Haemonetics Corporation, subsidiaries of Baxter International Inc and Cerus Corporation announced that Baxter and Haemonetics have entered into worldwide agreements that will enable Haemonetics to seamlessly integrate its platelet collection devices with the Intercept Platelet System. The Intercept Platelet System utilizes a pathogen inactivation technology jointly being developed by Baxter and Cerus. Upon regulatory approval of this system, this agreement will allow Haemonetics to offer its worldwide platelet collection customers an easy and economical way to incorporate the Intercept Platelet System into their operations, making pathogen inactivation more widely available to platelet transfusion recipients.

Pathogen safety is an emerging issue in the platelet collection market. Baxter and Cerus Corporation are jointly developing the Intercept Platelet System to protect against transmission of infectious diseases through platelet transfusion. Haemonetics and Baxter are worldwide market leaders in automated platelet collection.

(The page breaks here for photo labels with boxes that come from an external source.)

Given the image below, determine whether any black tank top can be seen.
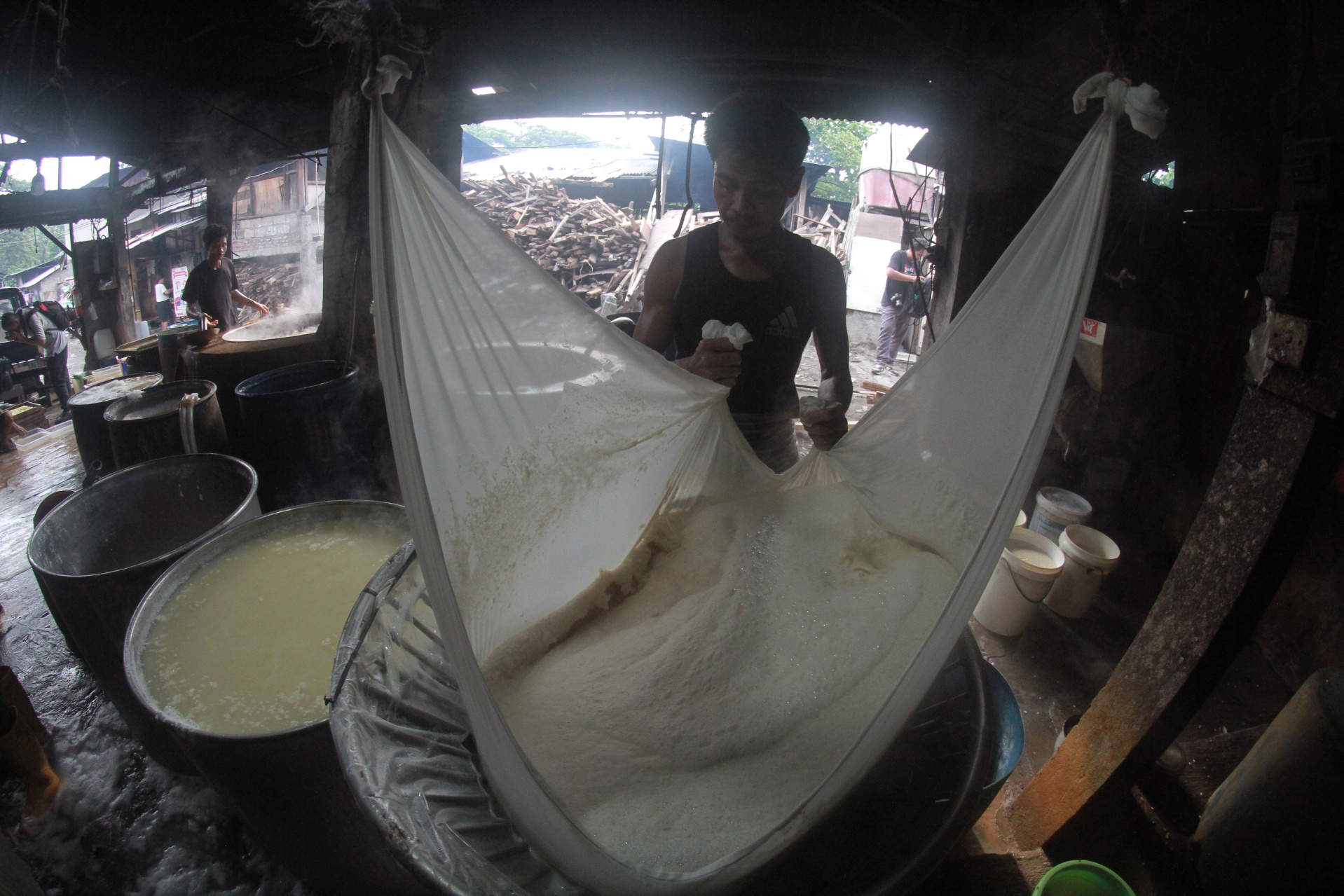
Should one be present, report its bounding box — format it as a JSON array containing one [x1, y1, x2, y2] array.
[[672, 223, 839, 415]]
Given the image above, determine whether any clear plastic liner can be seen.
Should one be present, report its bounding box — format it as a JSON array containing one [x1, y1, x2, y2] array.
[[367, 60, 1160, 895]]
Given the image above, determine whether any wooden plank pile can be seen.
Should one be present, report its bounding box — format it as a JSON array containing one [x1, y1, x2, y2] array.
[[462, 172, 645, 308], [234, 256, 300, 310]]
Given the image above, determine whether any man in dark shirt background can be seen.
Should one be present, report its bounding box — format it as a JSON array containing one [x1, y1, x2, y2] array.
[[634, 92, 853, 473], [181, 224, 270, 333], [872, 236, 928, 373]]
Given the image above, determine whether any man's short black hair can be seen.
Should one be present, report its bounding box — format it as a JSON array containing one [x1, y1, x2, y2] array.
[[200, 224, 228, 249], [704, 90, 811, 173]]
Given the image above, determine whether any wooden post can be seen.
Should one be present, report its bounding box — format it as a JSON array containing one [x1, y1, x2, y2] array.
[[107, 158, 137, 345], [928, 112, 975, 338]]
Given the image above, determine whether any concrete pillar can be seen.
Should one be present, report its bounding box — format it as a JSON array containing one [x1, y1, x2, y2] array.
[[205, 168, 247, 244]]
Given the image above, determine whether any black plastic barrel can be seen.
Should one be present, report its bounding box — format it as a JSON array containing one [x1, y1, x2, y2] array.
[[331, 544, 1023, 896], [123, 501, 427, 896], [234, 361, 375, 512], [104, 380, 230, 469], [28, 454, 261, 774], [70, 373, 164, 470]]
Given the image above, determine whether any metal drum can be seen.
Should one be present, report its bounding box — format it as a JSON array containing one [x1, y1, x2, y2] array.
[[183, 315, 327, 451], [331, 544, 1023, 896], [104, 380, 230, 467], [28, 454, 261, 774], [117, 336, 161, 376], [125, 501, 426, 896], [70, 373, 164, 470], [153, 319, 210, 382], [234, 361, 375, 511]]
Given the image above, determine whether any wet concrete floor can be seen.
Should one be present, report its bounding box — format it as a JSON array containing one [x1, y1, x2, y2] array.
[[0, 419, 308, 896]]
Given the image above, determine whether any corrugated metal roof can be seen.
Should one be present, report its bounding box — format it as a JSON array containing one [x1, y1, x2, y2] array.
[[19, 259, 66, 289], [126, 215, 205, 249], [462, 146, 659, 181]]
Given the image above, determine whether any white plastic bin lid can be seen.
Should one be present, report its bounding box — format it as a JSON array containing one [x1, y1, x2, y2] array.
[[1036, 485, 1091, 523]]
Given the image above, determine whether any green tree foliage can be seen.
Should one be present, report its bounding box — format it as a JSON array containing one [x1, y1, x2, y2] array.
[[0, 177, 60, 277], [462, 125, 602, 149], [802, 118, 877, 203]]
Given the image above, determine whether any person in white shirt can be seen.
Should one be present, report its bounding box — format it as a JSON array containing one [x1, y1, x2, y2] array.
[[155, 277, 177, 329], [0, 308, 71, 423]]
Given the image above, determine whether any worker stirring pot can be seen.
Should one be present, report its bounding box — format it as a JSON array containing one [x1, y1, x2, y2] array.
[[181, 224, 270, 332], [634, 92, 853, 473]]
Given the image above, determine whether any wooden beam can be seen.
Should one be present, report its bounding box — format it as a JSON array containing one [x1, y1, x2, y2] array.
[[38, 224, 74, 258], [0, 187, 128, 227], [1010, 391, 1317, 849]]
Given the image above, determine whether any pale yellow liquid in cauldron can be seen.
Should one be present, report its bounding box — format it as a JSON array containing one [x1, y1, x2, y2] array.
[[141, 518, 410, 735]]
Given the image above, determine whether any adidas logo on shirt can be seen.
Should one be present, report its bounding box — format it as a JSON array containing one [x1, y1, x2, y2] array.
[[764, 305, 798, 336]]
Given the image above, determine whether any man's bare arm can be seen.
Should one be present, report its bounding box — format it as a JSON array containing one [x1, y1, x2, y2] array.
[[634, 236, 742, 388], [634, 236, 685, 352], [802, 258, 853, 450]]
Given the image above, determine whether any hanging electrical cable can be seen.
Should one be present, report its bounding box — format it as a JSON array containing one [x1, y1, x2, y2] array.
[[673, 111, 700, 239]]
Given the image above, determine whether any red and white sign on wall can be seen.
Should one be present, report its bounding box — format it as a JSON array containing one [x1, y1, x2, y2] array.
[[172, 268, 191, 318], [1078, 317, 1106, 345]]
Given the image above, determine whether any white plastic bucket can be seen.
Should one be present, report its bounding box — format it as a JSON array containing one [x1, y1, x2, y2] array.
[[1045, 524, 1120, 619], [975, 530, 1064, 637], [1031, 485, 1091, 543]]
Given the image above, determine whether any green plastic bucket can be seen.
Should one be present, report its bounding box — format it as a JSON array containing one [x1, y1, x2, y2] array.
[[1031, 860, 1134, 896]]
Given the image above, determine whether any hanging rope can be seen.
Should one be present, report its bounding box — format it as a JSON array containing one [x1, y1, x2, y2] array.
[[672, 111, 700, 239]]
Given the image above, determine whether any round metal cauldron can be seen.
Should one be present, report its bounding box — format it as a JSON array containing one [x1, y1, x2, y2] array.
[[155, 319, 207, 382], [70, 373, 164, 470], [125, 501, 425, 896], [331, 544, 1023, 896], [234, 361, 373, 511], [104, 380, 230, 467], [28, 454, 261, 774], [117, 336, 161, 376], [183, 318, 327, 448], [224, 312, 322, 343]]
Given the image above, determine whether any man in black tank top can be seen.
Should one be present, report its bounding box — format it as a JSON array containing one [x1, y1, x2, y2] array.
[[634, 92, 853, 471]]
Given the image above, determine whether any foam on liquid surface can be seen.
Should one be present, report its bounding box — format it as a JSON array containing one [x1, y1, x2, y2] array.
[[483, 483, 956, 871], [141, 518, 410, 733]]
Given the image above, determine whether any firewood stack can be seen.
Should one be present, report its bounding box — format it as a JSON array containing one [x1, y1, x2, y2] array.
[[793, 205, 845, 265], [462, 172, 645, 308]]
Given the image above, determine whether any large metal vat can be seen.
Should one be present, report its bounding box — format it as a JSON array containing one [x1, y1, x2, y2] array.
[[28, 454, 261, 774], [117, 334, 163, 376], [234, 361, 375, 511], [104, 380, 230, 467], [331, 544, 1023, 896], [183, 324, 327, 448], [70, 373, 164, 470], [125, 501, 425, 896], [155, 319, 205, 382]]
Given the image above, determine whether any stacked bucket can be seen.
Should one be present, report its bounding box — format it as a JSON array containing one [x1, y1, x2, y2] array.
[[975, 486, 1120, 637]]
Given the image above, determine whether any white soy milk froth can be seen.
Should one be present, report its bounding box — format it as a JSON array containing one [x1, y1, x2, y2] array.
[[486, 485, 956, 871], [141, 517, 410, 735]]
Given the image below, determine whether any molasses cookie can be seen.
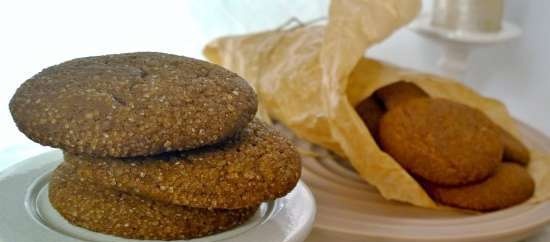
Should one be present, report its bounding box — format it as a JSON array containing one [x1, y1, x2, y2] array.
[[49, 163, 258, 240], [355, 95, 386, 142], [423, 163, 535, 211], [65, 120, 301, 209], [10, 52, 257, 157], [374, 81, 430, 110], [380, 98, 503, 185]]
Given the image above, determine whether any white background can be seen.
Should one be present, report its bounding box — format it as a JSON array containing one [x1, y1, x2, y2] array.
[[0, 0, 550, 170]]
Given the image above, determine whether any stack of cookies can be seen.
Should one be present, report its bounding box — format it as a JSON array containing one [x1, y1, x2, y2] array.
[[356, 81, 534, 211], [10, 53, 300, 240]]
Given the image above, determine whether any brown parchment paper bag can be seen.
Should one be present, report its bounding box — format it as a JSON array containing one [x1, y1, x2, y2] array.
[[204, 0, 550, 208]]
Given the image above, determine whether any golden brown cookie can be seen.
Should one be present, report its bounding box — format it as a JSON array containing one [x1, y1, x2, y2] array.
[[423, 163, 535, 211], [65, 120, 301, 209], [355, 95, 386, 142], [374, 81, 430, 110], [380, 98, 503, 185], [10, 52, 257, 157], [49, 163, 258, 240], [499, 127, 531, 166]]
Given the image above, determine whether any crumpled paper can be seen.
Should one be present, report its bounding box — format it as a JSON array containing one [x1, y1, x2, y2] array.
[[204, 0, 550, 208]]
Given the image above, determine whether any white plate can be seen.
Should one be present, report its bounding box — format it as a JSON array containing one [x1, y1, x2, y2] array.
[[0, 150, 315, 242], [277, 123, 550, 242]]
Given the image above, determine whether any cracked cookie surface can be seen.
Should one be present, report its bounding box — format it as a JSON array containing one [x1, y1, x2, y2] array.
[[49, 162, 258, 240], [10, 52, 257, 157], [379, 98, 503, 185], [422, 163, 535, 211], [65, 120, 301, 209]]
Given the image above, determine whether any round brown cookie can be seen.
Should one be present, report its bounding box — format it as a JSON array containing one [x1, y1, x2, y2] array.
[[65, 120, 301, 209], [380, 98, 503, 185], [49, 163, 258, 240], [374, 81, 430, 110], [355, 95, 386, 142], [10, 53, 257, 157], [423, 163, 535, 211], [499, 127, 531, 166]]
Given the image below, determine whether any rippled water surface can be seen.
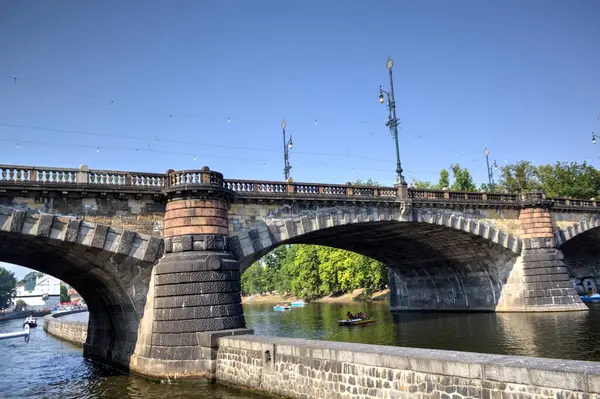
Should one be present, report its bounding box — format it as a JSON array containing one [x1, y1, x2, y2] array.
[[244, 303, 600, 361], [0, 303, 600, 399], [0, 315, 261, 399]]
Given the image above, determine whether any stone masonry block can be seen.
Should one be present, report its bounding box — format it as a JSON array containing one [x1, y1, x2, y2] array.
[[90, 224, 109, 249], [35, 213, 54, 237], [8, 210, 27, 233]]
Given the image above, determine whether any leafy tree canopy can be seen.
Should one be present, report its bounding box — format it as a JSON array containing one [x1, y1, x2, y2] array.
[[242, 245, 388, 298]]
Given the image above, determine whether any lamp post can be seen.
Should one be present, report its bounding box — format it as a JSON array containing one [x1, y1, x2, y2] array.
[[281, 121, 293, 180], [483, 148, 498, 188], [379, 58, 406, 186]]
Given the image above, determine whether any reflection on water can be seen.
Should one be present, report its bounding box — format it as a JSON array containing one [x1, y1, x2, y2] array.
[[244, 303, 600, 361], [0, 303, 600, 399], [0, 315, 262, 399]]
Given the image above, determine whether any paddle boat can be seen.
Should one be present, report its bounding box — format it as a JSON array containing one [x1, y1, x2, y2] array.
[[0, 324, 29, 342], [338, 317, 375, 326], [580, 293, 600, 302], [23, 316, 37, 327]]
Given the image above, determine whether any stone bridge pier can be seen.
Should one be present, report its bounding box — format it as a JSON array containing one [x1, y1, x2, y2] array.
[[130, 168, 252, 378]]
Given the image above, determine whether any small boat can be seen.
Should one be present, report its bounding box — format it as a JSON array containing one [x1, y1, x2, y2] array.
[[338, 317, 375, 326], [580, 293, 600, 302], [0, 324, 29, 342], [23, 316, 37, 327]]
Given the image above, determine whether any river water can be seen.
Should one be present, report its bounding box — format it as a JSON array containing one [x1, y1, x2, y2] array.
[[0, 303, 600, 399]]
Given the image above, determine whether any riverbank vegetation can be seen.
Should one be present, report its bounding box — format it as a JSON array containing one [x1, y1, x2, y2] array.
[[242, 245, 388, 299], [412, 161, 600, 199]]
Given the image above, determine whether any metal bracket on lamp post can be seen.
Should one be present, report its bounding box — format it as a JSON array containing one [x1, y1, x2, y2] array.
[[281, 121, 294, 181], [483, 148, 498, 188], [379, 58, 406, 186]]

According to the terms of the agreement, Baxter will grant Haemonetics access to Intersol solution, a proprietary platelet additive solution necessary for use with the Intercept Platelet System. Baxter will also provide technical requirements and regulatory support to Haemonetics to enable seamless integration of Haemonetics' platelet collection technology with the Intercept Platelet System. Haemonetics will pay Baxter $10 million, and will make additional milestone payments over the next several years totaling up to $14.5 million as regulatory approvals are received in various geographies around the world. 1

Baxter and Cerus are collaborating on the development of the Intercept Blood Systems, which utilize Cerus' Helinx technology, to enhance the safety of blood transfusions. These systems are being developed to inactivate viruses, bacteria, other pathogens and white blood cells. A CE Mark application seeking European approval for the Intercept Platelet System has been submitted and the regulatory filing process has begun in the United States.

More than four million platelet transfusions are performed annually in Western Europe, North America and Japan to prevent bleeding in a variety of patients, including those undergoing cancer therapy and surgical procedures. Donated platelets are generally tested for certain pathogens, but testing does not eliminate the risk of viral contamination, and there are no routine tests to screen for bacteria, which are of particular concern as bacteria can quickly multiply in platelet products.

Blood components may be collected through manual collections of whole blood or an automated system. The automated process removes a blood component, such as platelets, and returns the remaining blood components, such as red blood cells and plasma, to the donor. In the case of platelets, this process allows more of one component of the blood to be collected than could be obtained from a whole blood donation.